The Anniston Housing Authority is seeking federal permission to tear down Glen Addie Homes, the city’s first public housing project, the authority’s director said Wednesday.
“It’s our oldest property, and it’s time for it to go,” said Willie “Sonny” McMahand, director of the Housing Authority.
Built in 1940, the 164-unit housing project was Anniston’s first foray into public housing, built to alleviate a shortage of affordable housing in the late Depression era. By the 1970s, Anniston would see a half-dozen similar complexes — one- and two-story red-brick apartments — at various locations around the city.
The Housing Authority has plans to tear many of those complexes down, replacing them with new, less-dense housing mixed with some Housing Authority-owned single-family houses scattered through Anniston’s neighborhoods. Cooper Homes near downtown was demolished last year and Barber Terrace Apartments is next on the list.
But McMahand said the age of the 79-year-old building is just as big a factor as the overall rebuilding plan. Mold, he said, is a big problem in the complex. In an announcement issued last week, the Housing Authority said “moisture, condensation and a lack of a vapor barrier in the building substrates” led to the decision to demolish.
It’s still not a done deal. The Housing Authority still needs permission from the Department of Housing and Urban Development, which McMahand said would likely take three to nine months. Then officials have to move Glen Addie’s current residents out. McMahand said that process would be similar to the move out of Cooper Homes, in which residents were sent to other housing projects or given the option of rental subsidies for privately-owned apartments.
Views of the coming move were mixed Wednesday afternoon at Glen Addie. Several residents — none of whom wanted to give their names — said they agreed that the apartments were moldy but that they didn’t want to leave. One resident said he didn’t believe the move would happen, because the Housing Authority had done work to fix mold in recent months.
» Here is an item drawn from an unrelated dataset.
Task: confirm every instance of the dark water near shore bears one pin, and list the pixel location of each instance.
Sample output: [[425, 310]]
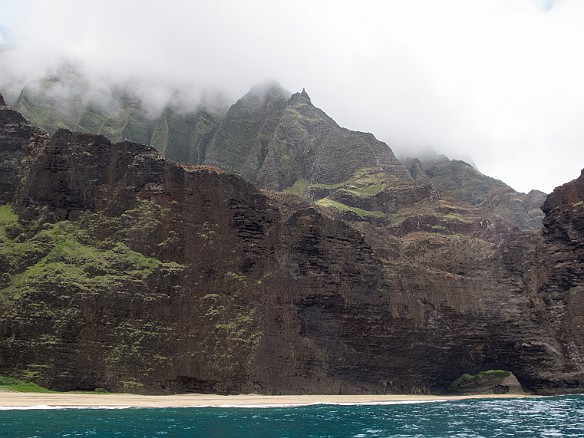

Former resident Dennis Anderson, who was at the complex visiting a friend Wednesday, said he was ready to see Glen Addie replaced with something new.
“They need to tear them down because it’s moldy,” he said.
McMahand said he expected residents to begin moving next year. The timeline for reconstruction is less clear: McMahand said he expected a new complex to be complete in 2021 or 2022. That’s largely because the Housing Authority is still waiting on federal approval of the demolition, for funding for the rebuild and for selection of a rebuild contractor.
He said it’s impossible to quote a price for the project now, for the same reason.
A rebuild will likely require an environmental assessment of the property, something that has proven worrisome for the Housing Authority’s other rebuild projects. An environmental survey of Cooper Homes and Barber Terrace revealed that the sites were built on industrial waste, something that initially had the Alabama Housing Finance Authority skeptical of plans to fund new construction on the site.
Those surveys also found toxic polychlorinated biphenyls on the site of the demolished Cooper Homes — a result that alarmed city officials. Anniston spent years cleaning up PCBs left behind by the former Monsanto plant on Alabama 202, a problem city officials thought was in the past.
It’s possible those PCBs were in the soil under the Cooper Homes buildings; even after the PCB cleanup was complete, environmental officials occasionally had to remove soil left under the foundations of houses when they were demolished.
McMahand acknowledged that the possibility of contamination under Glen Addie’s buildings was a concern for the Housing Authority.
“I’d say yes, because of what we found under Cooper Homes,” he said.